O problema é que a tese não se sustenta. Os dados apontam para uma conclusão diametralmente oposta. Isto porque mesmo que o número de homicídios tenha caído a partir de 2018, ela poderia ter caído muito mais se não fosse o aumento do número de armas de fogo na mão do cidadão. O Fórum Brasileiro de Segurança Pública estima que “se não houvesse o aumento de armas de fogo em circulação a partir de 2019, teria havido 6.379 homicídios a menos no Brasil”. Eles concluem: “Os resultados robustos e estatisticamente significantes indicaram que a cada 1% a mais na difusão de armas há aumento de 1,1% na taxa de homicídio. Outro dado, do Sistema de Informação do Ministério da Saúde, indica que em 2021 o número de assassinatos por armas de fogo cresceu 24%.

Sobre esta mesma questão, conversei com Carolina Ricardo, diretora-executiva da ONG Sou da Paz, no último episódio do meu podcast. Para ela, é difícil apontar um fator único para explicar a redução na taxa de homicídios. Ela cita três prováveis fatores: uma população mais velha, a redução da violência resultante do fim do conflito armado entre facções criminosas em 2017 e a implementação de políticas públicas de segurança efetivas em alguns estados.

O Pró Armas, entidade que defende o direito ao acesso às armas, enquadra o tema como sendo uma questão de liberdade e direito de defesa da família e do patrimônio. Importaram os argumentos dos EUA e colou. Espero que o Brasil não importe dos EUA as chacinas nas escolas (2.032 ocorrências desde 1970, dos quais 948 ocorreram desde 2012), os inúmeros acidentes com crianças (aumentaram 31% durante a pandemia, de 2019 para 2020), o aumento no número de suicídios com armas de fogo (12.5% entre 2010 e 2019 resultando em mais de 200 mil mortes), os massacres em clubes noturnos, nas igrejas, nos shows.
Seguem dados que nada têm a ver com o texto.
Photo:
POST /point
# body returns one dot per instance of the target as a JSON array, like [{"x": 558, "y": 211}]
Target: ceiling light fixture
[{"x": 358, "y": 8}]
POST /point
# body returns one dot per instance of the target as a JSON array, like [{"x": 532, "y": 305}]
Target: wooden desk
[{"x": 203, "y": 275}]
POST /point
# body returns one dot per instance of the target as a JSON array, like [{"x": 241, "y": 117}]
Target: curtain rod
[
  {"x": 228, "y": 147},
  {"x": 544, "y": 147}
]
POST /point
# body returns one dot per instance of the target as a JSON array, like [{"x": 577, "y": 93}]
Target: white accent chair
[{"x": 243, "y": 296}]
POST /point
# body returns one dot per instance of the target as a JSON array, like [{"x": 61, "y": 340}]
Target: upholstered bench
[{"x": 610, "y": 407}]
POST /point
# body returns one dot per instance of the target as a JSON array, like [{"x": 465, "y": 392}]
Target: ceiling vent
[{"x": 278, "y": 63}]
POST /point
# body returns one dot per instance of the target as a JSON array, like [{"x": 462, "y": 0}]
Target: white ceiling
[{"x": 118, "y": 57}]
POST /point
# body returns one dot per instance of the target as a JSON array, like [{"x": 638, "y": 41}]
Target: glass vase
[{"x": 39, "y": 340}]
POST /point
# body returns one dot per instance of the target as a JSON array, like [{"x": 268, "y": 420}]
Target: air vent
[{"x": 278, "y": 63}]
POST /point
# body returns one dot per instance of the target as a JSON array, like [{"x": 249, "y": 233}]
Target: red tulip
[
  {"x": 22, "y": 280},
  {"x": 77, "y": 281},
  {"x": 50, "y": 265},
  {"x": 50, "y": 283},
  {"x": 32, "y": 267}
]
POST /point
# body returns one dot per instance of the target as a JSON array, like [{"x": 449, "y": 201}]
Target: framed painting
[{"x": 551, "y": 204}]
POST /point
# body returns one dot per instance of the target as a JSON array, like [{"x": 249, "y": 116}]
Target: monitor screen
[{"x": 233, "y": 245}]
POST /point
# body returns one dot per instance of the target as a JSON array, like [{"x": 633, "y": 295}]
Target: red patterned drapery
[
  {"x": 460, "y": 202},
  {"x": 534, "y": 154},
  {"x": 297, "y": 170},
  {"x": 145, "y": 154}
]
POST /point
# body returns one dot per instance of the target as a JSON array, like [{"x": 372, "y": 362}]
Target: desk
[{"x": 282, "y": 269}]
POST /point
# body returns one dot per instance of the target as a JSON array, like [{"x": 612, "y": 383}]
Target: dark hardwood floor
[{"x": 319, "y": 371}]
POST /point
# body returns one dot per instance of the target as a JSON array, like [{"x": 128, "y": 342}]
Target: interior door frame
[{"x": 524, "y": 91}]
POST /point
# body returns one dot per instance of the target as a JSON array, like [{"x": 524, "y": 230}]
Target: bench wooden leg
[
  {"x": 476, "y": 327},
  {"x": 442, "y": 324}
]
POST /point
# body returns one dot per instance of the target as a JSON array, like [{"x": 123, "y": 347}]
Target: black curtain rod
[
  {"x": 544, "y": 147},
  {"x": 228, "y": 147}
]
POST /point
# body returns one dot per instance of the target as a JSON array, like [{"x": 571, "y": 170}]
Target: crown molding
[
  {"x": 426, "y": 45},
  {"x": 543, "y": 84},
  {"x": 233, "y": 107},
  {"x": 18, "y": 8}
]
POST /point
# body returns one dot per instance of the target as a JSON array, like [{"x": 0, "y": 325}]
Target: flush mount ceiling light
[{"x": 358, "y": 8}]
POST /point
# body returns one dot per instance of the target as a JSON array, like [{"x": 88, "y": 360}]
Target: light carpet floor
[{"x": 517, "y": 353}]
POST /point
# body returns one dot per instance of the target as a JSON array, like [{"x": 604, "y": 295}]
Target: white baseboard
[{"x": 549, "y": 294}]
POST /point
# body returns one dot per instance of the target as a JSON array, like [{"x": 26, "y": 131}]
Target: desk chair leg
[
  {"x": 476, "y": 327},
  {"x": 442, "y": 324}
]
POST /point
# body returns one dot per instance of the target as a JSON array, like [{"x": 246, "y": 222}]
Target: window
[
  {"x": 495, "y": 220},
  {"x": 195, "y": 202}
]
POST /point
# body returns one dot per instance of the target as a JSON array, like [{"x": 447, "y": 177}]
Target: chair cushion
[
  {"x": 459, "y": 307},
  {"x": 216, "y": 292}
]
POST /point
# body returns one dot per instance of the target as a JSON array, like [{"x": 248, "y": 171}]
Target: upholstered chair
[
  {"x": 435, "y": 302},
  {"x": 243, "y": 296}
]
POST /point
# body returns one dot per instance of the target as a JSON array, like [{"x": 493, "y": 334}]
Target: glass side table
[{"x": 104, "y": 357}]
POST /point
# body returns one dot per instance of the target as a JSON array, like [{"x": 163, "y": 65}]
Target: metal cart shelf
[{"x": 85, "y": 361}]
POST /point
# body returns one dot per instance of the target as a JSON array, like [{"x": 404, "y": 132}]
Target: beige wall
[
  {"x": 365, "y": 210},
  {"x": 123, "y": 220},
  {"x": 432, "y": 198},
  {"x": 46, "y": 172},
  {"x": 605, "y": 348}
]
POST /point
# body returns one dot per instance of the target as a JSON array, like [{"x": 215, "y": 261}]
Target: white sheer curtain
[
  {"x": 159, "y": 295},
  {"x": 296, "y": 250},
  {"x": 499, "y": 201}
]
A figura abaixo, de autoria da Kaiser Family Foundation, mostra a mortalidade de crianças de 1 a 19 anos por 100 mil crianças nos EUA comparada a outros países ricos similares. A taxa nos EUA (5,6) é 7 vezes maior do que no Canadá (0,8), segundo colocado, seguido de França (0,5), Suíça (0,4) e Bélgica (0,3). São as crianças que, em grande parte, estão pagando pela “liberdade” de manter uma arma em casa nos EUA. Melhor não pagar para ver.